For a reversible Markov chain on a finite state space, the mixing time $t_{\text{mix}}$ satisfies

$\frac{1}{\gamma} \log\left(\frac{1}{2\pi_{\min}}\right) \leq t_{\text{mix}} \leq \frac{1}{\gamma} \log\left(\frac{1}{\pi_{\min}}\right),$

where $\pi_{\min} = \min_{i \in S} \pi_i$ .

This theorem connects the algebraic property (spectral gap) to the probabilistic property (mixing time). Techniques from spectral graph theory and linear algebra provide powerful tools for bounding mixing times.

ExampleRandom walk on the complete graph

On the complete graph $K_n$ (all pairs of vertices connected), a random walk moves to a uniformly random neighbor at each step. The stationary distribution is uniform: $\pi_i = 1/n$ . The spectral gap is $\gamma = 1/(n-1)$ , so the mixing time is $O(n \log n)$ .

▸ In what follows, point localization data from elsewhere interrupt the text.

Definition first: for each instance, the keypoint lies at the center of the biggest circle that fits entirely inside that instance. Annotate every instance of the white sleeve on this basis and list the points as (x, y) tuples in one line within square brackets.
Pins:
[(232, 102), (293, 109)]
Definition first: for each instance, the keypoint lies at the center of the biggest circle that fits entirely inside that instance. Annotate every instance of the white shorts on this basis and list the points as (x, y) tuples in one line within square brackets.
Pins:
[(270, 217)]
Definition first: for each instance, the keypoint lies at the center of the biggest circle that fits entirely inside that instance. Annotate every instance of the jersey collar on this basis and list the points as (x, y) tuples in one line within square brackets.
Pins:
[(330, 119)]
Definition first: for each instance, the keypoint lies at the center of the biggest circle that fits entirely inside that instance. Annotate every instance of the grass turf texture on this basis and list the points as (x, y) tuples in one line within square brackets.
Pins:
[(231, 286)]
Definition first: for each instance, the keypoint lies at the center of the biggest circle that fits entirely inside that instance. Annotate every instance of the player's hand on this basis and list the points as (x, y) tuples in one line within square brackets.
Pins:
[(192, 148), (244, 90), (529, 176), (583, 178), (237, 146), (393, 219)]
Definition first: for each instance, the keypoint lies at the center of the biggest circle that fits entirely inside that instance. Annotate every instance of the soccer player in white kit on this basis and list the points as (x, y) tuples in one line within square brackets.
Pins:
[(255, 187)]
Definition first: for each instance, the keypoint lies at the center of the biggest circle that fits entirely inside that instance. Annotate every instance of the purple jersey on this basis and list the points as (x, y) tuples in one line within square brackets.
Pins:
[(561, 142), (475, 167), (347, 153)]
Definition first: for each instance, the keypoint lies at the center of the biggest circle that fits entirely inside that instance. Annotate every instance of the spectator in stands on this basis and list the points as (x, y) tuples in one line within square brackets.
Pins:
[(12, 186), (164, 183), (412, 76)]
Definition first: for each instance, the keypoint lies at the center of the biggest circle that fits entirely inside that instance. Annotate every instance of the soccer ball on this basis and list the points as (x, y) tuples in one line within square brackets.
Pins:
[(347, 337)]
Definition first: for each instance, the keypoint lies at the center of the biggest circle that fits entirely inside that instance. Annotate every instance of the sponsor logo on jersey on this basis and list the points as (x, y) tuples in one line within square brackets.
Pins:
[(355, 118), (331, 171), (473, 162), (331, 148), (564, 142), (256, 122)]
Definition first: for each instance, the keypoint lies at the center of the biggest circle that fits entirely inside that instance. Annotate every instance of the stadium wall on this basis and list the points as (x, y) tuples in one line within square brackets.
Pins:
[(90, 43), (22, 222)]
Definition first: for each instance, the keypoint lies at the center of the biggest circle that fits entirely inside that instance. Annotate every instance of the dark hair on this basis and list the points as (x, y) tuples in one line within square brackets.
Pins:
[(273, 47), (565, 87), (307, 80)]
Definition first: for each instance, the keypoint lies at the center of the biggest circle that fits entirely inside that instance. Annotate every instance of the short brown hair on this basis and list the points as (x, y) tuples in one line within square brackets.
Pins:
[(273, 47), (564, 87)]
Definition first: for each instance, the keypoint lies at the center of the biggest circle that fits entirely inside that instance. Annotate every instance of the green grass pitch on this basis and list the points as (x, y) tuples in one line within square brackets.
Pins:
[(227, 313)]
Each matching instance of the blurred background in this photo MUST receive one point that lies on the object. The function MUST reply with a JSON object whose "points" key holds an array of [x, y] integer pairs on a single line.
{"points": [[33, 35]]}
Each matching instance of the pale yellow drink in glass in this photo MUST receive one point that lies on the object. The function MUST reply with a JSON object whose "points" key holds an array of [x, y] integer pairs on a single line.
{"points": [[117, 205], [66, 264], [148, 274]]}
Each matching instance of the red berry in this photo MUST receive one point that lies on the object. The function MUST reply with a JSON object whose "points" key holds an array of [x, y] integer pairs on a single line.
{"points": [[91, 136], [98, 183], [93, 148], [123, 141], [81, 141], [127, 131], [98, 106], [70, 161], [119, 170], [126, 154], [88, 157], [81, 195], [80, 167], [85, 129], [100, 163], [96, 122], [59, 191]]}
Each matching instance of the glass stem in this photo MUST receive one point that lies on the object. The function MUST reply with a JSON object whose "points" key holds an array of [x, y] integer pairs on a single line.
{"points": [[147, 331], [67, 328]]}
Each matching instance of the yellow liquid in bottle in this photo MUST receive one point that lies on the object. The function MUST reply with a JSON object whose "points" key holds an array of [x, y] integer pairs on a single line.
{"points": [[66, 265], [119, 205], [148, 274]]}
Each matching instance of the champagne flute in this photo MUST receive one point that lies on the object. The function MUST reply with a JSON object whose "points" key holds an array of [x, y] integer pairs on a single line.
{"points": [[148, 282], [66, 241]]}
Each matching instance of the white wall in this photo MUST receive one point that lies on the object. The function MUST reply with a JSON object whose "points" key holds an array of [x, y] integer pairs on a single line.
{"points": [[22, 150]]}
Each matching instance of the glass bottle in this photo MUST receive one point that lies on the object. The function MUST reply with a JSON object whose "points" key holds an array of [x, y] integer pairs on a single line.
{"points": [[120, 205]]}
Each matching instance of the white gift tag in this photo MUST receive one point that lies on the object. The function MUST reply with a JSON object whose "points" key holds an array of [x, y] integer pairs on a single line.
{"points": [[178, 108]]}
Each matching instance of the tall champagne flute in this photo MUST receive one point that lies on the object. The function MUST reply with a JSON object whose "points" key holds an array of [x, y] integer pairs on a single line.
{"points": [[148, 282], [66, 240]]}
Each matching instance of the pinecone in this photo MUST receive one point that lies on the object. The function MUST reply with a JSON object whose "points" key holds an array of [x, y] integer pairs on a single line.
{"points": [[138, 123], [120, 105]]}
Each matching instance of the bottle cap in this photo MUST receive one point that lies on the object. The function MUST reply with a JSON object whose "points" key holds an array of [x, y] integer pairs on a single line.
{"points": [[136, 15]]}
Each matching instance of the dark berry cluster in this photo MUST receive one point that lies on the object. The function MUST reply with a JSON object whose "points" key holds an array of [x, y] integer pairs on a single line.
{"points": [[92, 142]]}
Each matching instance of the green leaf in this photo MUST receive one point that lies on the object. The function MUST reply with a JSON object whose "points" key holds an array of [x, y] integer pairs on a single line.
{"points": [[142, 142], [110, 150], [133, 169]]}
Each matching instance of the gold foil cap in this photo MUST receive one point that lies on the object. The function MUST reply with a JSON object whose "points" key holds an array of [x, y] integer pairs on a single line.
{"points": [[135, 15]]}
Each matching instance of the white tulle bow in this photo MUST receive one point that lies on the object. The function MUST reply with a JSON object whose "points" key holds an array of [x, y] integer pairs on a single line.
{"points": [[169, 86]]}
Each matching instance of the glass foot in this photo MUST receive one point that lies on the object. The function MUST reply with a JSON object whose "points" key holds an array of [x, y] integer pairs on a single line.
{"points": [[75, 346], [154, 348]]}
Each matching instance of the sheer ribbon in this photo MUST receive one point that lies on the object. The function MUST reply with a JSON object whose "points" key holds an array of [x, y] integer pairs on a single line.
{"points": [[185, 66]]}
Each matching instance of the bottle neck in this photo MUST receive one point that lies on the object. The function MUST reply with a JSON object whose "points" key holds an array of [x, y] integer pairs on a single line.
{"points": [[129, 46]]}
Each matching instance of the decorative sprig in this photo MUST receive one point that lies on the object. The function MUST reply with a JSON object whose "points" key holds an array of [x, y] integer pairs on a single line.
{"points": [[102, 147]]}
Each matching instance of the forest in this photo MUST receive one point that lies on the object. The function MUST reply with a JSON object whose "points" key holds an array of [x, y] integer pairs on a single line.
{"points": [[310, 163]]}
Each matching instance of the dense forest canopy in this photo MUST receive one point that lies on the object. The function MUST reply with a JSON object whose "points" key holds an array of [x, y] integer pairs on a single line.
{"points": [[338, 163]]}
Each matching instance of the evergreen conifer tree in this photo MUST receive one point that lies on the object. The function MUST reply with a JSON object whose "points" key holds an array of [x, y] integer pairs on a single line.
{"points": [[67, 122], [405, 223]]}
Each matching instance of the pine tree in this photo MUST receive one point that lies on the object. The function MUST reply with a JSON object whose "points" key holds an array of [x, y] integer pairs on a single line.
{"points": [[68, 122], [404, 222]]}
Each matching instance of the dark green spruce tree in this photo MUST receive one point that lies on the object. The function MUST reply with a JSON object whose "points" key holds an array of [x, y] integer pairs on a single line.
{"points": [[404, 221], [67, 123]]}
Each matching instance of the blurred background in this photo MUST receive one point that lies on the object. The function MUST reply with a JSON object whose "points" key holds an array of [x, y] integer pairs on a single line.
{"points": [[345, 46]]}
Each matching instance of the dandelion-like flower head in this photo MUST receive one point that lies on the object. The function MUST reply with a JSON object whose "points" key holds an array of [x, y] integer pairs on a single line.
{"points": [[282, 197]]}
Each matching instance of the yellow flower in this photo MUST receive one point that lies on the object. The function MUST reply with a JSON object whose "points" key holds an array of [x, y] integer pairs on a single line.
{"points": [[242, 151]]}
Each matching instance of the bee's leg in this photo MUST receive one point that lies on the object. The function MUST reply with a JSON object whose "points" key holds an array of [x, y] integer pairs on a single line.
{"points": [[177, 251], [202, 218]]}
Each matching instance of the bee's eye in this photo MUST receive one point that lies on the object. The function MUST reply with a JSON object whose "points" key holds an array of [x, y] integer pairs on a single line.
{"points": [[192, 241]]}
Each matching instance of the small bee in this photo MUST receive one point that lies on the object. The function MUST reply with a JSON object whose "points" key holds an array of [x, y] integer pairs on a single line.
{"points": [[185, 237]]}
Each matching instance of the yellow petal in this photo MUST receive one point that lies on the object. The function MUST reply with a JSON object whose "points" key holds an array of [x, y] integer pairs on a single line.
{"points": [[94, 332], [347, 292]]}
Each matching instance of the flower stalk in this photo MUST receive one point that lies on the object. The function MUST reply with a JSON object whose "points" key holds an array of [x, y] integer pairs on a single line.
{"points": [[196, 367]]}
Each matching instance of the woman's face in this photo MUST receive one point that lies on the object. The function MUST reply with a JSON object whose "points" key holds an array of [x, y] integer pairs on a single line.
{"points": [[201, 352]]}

Periodic chains and Cesàro convergence

Theorem1.3Cesàro ergodic theorem

For any irreducible, positive recurrent Markov chain (possibly periodic), the Cesàro averages converge:

$\lim_{n \to \infty} \frac{1}{n} \sum_{k=0}^{n-1} p_{ij}^{(k)} = \pi_j.$

This weaker form of convergence holds even for periodic chains. However, for practical applications (e.g., MCMC), we usually modify the chain to be aperiodic (e.g., by adding a self-loop with positive probability).

ExampleDeterministic cycle

On the cycle $\{0, 1, 2\}$ with deterministic transitions $0 \to 1 \to 2 \to 0$ , the stationary distribution is uniform: $\pi = (1/3, 1/3, 1/3)$ . However,

$p_{00}^{(n)} = \begin{cases} 1 & \text{if } n \equiv 0 \pmod{3}, \\ 0 & \text{otherwise}. \end{cases}$

The sequence oscillates, but

$\frac{1}{n} \sum_{k=0}^{n-1} p_{00}^{(k)} \to \frac{1}{3}.$

Summary

The convergence theorem describes the asymptotic behavior of Markov chains:

Irreducible + aperiodic + positive recurrent: $p_{ij}^{(n)} \to \pi_j$ as $n \to \infty$ .
Geometric convergence: For finite state spaces, the rate is exponential, governed by the spectral gap.
Mixing time: Quantifies how long it takes to reach near-stationarity.
Cesàro convergence: Weaker result that holds even for periodic chains.

These results are central to applications in MCMC, statistical physics (Gibbs measures), and randomized algorithms (e.g., approximate counting).